Die Theodor-Heuss-Realschule liegt mir einfach sehr am Herzen. Es ist eine sehr familiäre Schule, jeder kennt jeden, man grüßt sich im Gang. Das schafft eine tolle Atmosphäre. Als ich mich auf dieses Interview vorbereitet habe, habe ich meine Schüler gefragt, was ich denn der Zeitung erzählen soll. Da sagten sie: "Frau Heßlein, sagen Sie einfach, die Theodor-Heuss-Realschule ist die beste Schule der Welt." Es ist mir ein Anliegen, hier etwas voranzubringen.
Apropos voranbringen: Was planen Sie denn für die Zeit nach der Pandemie?

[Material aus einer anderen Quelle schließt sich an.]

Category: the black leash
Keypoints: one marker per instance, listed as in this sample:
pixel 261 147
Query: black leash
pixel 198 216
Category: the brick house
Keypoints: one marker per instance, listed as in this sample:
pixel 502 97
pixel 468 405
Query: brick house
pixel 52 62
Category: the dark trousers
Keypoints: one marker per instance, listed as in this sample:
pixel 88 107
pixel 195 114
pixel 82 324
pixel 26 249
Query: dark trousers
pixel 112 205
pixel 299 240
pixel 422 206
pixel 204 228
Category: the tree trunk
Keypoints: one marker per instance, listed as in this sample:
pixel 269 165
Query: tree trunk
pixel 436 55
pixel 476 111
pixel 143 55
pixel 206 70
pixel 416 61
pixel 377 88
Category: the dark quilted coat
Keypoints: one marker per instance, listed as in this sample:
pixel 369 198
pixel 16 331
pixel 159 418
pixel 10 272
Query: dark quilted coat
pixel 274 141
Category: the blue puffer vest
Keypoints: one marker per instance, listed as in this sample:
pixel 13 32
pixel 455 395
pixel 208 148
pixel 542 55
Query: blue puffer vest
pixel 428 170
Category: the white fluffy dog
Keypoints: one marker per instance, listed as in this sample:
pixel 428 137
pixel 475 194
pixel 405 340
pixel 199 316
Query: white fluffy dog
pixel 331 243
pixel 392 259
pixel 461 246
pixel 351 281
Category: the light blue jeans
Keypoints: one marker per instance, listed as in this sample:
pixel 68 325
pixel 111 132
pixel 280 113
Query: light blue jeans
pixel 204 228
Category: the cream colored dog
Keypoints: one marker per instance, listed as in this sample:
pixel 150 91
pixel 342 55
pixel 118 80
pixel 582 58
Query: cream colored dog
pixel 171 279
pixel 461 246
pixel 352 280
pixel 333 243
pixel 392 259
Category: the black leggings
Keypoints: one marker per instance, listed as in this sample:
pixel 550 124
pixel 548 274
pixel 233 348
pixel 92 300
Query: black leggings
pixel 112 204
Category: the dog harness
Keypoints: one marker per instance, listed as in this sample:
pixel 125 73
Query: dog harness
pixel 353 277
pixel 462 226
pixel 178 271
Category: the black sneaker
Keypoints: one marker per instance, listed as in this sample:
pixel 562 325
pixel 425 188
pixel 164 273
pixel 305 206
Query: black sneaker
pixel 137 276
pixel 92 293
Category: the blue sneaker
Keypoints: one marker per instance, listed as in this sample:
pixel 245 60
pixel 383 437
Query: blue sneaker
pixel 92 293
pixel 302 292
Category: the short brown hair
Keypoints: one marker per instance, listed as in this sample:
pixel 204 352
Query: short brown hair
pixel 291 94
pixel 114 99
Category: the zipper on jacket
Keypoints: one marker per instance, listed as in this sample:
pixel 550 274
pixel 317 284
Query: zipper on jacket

In Hinblick auf die Zeit nach Corona ist es wichtig, Hilfsangebote für Schülerinnen und Schüler zu schaffen, die während des Homeschoolings auf der Strecke geblieben sind. Auch das gibt es natürlich. Es wäre wichtig, diese Kinder verstärkt zu fördern. Dabei ist auch das Thema Chancengleichheit wichtig. Ein weiteres Anliegen ist mir daneben die Stärkung unseres Kulturprofils. Wegen unserer Lage in der Altstadt haben wir bereits seit zwei Jahren tolle Kooperationen, etwa mit dem Theater, mit Museen und Galerien. Das wollen wir weiter ausbauen. Daneben muss weiter am Ausbau der Digitalisierung gearbeitet werden, unser Medienentwicklungsplan muss fortgeschrieben und umgesetzt werden. Das sind Zukunftsthemen.
In Heidelberg ist die Übergangsquote von der Grundschule aufs Gymnasium extrem hoch – die höchste im Land. Was sind Argumente für die Realschule?
Es stimmt, das ist in Heidelberg ein Spezifikum, dass viele Kinder nach der Grundschule aufs Gymnasium gehen. Aber es gehört auch zur Wahrheit, dass viele später auf die Realschule wechseln. Wir starten in Klasse 5 meist mit ein bis zwei Klassen, in Klasse 10 haben wir dann drei. Ich mache immer Werbung für die Realschule in Verbindung mit einem beruflichen Gymnasium, denn das ist das neue G 9. Es muss klar werden, dass das achtjährige Gymnasium nicht der einzige Weg zum Abitur ist. Wenn man einen anderen Weg geht, nimmt man auch ganz andere Erfahrungen mit – im beruflichen Bereich etwa. Wir bekommen häufig von Unternehmen, mit denen wir Kooperationen haben, zurückgespiegelt, dass Realschüler wissen, wie das Leben läuft. Die Praxisorientierung ist an der Realschule einfach höher, die Verbindung mit dem realen Leben, mit realen Problemen ist eher gegeben. Daher kommt ja auch der Name – "Real"-Schule.
Was hat Sie denn persönlich bewogen, Lehrerin für Realschulen zu werden?
Ich selbst war zwar nie auf einer Realschule – aber ich habe mich schon immer für verschiedene Schulformen interessiert. Da hatte ich schon als Jugendliche ein kleines Faible: Wenn ich Freistunden oder frei hatte, bin ich mit Freundinnen mit in deren Schulen gegangen, um sie mir anzuschauen. Ich bin am Bodensee aufgewachsen und da hatten es mir zwei tolle Realschulen angetan. So kam dann die Entscheidung für das Realschulstudium später in Heidelberg.